AgentFlow

At a glance

  • Shipsy’s visual workflow and agent builder — think n8n for logistics AI.
  • The platformization layer that lets customers and CS compose agents without engineering.
  • Ships with an AI Copilot that builds workflows from plain English.
  • Knows 1,862 Shipsy fields and 65+ workflow blocks.
  • The single highest-leverage tool for new joiners to learn in week 1.

Why this matters

AgentFlow is what makes Shipsy a platform, not a professional-services company.
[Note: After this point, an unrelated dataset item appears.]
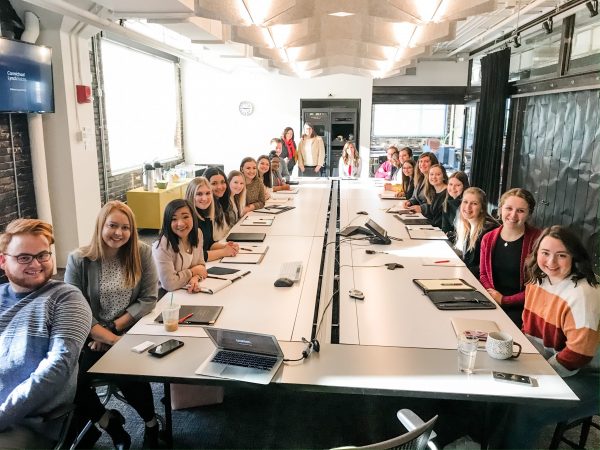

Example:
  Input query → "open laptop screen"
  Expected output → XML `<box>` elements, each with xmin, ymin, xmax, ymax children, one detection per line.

<box><xmin>204</xmin><ymin>328</ymin><xmax>281</xmax><ymax>356</ymax></box>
Without it, every new agent or automation requires an engineering project. With it, a CS person can ship a working workflow in hours. This is the tool that scales customer value without scaling headcount.

How AgentFlow Copilot works

The Copilot lets users describe what they want in plain English. It translates the request into a workflow by:

  1. Mapping the description to the right workflow blocks (from 65+ available)
  2. Selecting the correct fields (from 1,862 Shipsy-native fields)
  3. Generating the YAML configuration behind the scenes
  4. Presenting a visual workflow the user can review, edit, and activate

Powered by Claude (Sonnet 4.6) via Managed Agents.

Example

“When an order has 2 failed delivery attempts, send a WhatsApp to the customer with the driver’s number and a reschedule link.”

Copilot generates: trigger block (order status = 2 failed attempts) → data fetch block (customer phone, driver number) → WhatsApp block (template message with reschedule link).

Permissions model

AgentFlow uses a granular permissions framework:

PermissionWhat it controls
AGENTFLOW_WORKFLOW_CREATECreate new workflows
AGENTFLOW_WORKFLOW_UPDATEEdit existing workflows
AGENTFLOW_WORKFLOW_DELETERemove workflows
AGENTFLOW_WORKFLOW_TOGGLEEnable/disable workflows
AGENTFLOW_WORKFLOW_VIEW_LOGSView execution logs

Permissions are set at the org level. If a customer reports “I can’t see/create workflows”, check these first.

Triggers

Workflows can be triggered by:

  • Webhook — external systems call an AgentFlow endpoint with a payload
  • Event — internal Shipsy events (order created, status changed, SLA breached)
  • Schedule — cron-based recurring execution

Webhook payloads must match the expected schema — malformed payloads are a common support issue.

Execution logs

All workflow executions are stored in Elasticsearch with a retention window of approximately 1-2 months. To debug a failed execution:

  1. Open the workflow in AgentFlow
  2. Click “Execution logs”
  3. Find the failed run by timestamp
  4. Inspect each block’s input/output to find where it broke

Common support patterns

From the #agentflow-support channel — issues new CS joiners hit most:

IssueRoot causeFix
”Workflow won’t save”Missing AGENTFLOW_WORKFLOW_CREATE permissionCheck org permissions
”Webhook not firing”Payload format mismatchValidate JSON against expected schema
”Can’t see execution logs”Missing VIEW_LOGS permissionGrant at org level
”Workflow runs but does nothing”Block misconfiguration (wrong field mapping)Inspect block config in edit mode

AgentFlow vs AgentFleet Builder

See the comparison table on the AgentFleet page. Short version: AgentFlow for standard patterns and customer self-serve; AgentFleet Builder for bespoke/deep agents.

Try it yourself

  1. Get access to the demo org (ask your manager or check the AgentFleet page for URLs).
  2. Open AgentFlow in the demo org.
  3. Try the Copilot: describe a simple workflow in English and see what it generates.
  4. Manually build a 3-block workflow: trigger → data fetch → notification.
  5. Check the execution log after it runs.

Sources

  • Slack: #tms-product-engineering-team — Sarvagnya Jatti (17 Apr 2026): AgentFlow Copilot launch
  • Slack: #agentflow-support — common patterns
  • Agentic Capabilities — Master deck

Changelog

  • 26 May 2026: Enriched with Copilot details, permissions model, support patterns, and execution log guidance.